It’s not Bruce Jack’s fault, obviously. I blame the parents. But there is his name, celebrity-sized, like an Ian Botham red wine, or a UB40 red red wine. Little wonder I thought it was from the estate of Jack Bruce.

And while we’re used to seeing winemakers’ names on labels, albeit not quite so large, we’re not really used to seeing their photos. You don’t see pictures of Louis Jadot, or Michel Chapoutier, on their labels. But here on his back label is Bruce himself, with his sleeves rolled up, ready for action, ready to, er, “Collect new board from shaper…”

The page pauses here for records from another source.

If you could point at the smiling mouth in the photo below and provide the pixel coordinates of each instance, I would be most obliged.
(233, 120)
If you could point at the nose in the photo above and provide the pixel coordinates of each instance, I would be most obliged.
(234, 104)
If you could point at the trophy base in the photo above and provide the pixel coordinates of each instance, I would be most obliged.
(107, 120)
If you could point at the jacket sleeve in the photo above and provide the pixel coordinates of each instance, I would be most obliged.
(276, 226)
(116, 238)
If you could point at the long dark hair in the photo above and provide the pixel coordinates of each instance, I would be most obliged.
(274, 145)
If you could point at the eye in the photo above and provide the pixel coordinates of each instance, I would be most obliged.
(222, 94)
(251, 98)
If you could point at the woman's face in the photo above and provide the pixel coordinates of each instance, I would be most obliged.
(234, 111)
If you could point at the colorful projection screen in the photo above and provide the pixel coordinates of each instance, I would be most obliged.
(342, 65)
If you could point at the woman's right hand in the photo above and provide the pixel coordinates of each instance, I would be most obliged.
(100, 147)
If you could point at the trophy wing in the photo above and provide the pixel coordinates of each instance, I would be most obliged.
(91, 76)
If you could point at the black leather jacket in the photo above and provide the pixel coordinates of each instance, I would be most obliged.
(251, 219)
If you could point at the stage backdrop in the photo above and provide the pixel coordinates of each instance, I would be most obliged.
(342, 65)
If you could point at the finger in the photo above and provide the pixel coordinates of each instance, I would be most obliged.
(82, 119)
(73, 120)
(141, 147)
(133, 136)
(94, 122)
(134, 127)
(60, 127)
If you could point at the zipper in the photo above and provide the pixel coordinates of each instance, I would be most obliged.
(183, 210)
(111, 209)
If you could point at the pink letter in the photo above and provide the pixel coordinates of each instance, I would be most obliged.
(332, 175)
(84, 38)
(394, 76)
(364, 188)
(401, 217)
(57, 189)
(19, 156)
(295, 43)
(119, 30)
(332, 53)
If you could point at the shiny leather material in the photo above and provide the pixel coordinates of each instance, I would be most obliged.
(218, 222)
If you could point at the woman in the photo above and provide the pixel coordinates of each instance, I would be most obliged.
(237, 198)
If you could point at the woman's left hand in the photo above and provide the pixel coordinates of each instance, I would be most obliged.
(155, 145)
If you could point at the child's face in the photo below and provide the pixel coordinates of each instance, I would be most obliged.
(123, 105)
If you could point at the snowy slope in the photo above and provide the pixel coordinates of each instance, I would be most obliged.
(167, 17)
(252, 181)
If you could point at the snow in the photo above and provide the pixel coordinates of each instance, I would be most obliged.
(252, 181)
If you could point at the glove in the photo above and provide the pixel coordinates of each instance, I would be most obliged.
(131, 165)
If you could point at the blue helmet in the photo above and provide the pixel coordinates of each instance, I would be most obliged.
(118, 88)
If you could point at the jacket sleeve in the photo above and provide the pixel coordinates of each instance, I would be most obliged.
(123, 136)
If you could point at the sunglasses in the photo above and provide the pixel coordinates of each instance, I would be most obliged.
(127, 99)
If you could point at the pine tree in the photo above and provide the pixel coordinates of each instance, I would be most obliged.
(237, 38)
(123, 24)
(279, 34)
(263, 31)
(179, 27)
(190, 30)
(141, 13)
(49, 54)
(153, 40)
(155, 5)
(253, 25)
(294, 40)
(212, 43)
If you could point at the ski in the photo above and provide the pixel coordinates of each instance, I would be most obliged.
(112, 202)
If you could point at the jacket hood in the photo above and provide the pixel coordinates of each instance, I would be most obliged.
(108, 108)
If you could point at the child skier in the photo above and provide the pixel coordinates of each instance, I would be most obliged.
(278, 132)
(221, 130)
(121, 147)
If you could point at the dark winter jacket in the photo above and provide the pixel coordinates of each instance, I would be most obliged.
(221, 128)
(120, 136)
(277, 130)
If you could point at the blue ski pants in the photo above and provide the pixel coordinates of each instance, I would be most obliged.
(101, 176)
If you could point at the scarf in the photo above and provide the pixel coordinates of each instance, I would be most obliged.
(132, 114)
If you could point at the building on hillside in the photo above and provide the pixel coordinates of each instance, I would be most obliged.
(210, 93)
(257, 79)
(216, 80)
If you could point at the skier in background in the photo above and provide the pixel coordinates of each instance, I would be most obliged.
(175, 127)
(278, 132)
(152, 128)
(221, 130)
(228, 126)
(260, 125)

Come again? I think this may be something to do with surfing. It is not a diary item in many wine circles. And call me narrow-minded, but if you’re looking at the actual winemaker’s name and face, and you’re about to buy his product, surely you want to believe that he’s been thinking about making wine? Not about buggering off to his surfboard shaper?

This is particularly important when the wine is being marketed entirely on the name, the face and the character of the winemaker himself. Bruce Jack launched his South African wines in the UK at the turn of the year. Bruce has a background in big, mass-market blended wines like Kumala, which might or might not be a selling point to UK consumers. And according to his website, his wines “reflect the culmination of the lessons I am still learning”, if you would like to sort that sentence out.

Bruce Jack doesn’t just have a story, or values, or a philosophy – Bruce Jack has all three. There are several abstruse thoughts from Bruce Jack on the back label. Some even have a connection to winemaking. “The land has an energy of memory”, and “The real disco is below the soil’s surface”. Others include “Imagination is sanctuary enough.” Sorry?

Of course we’re all buying into concepts of some kinds when we buy a bottle of wine, often to do with heritage, connoisseurship or status. But the more you have to philosophise on your website, the clearer it is that wine itself cannot convey such things as “fairness”, and “humbleness”, and “surfing”.

And sure enough, the wine itself is a perfectly decent Shiraz – steady, straightforward, not over fruity and with a nice touch of bright, peppery spiciness. It’s a red middleweight, not a purple bruiser, and  it will happily take down a herby sausage. I have no complaints.

But it was not the “thrilling experience” which Bruce Jack somewhat ambitiously promises for £6.25. Nor did I get a taste which reflected the fact that Bruce Jack wines “continually interrogate, and expose the folly through our actions, of information from those acting in opposition to our values.” 

Which isn't exactly Russell Bertrand.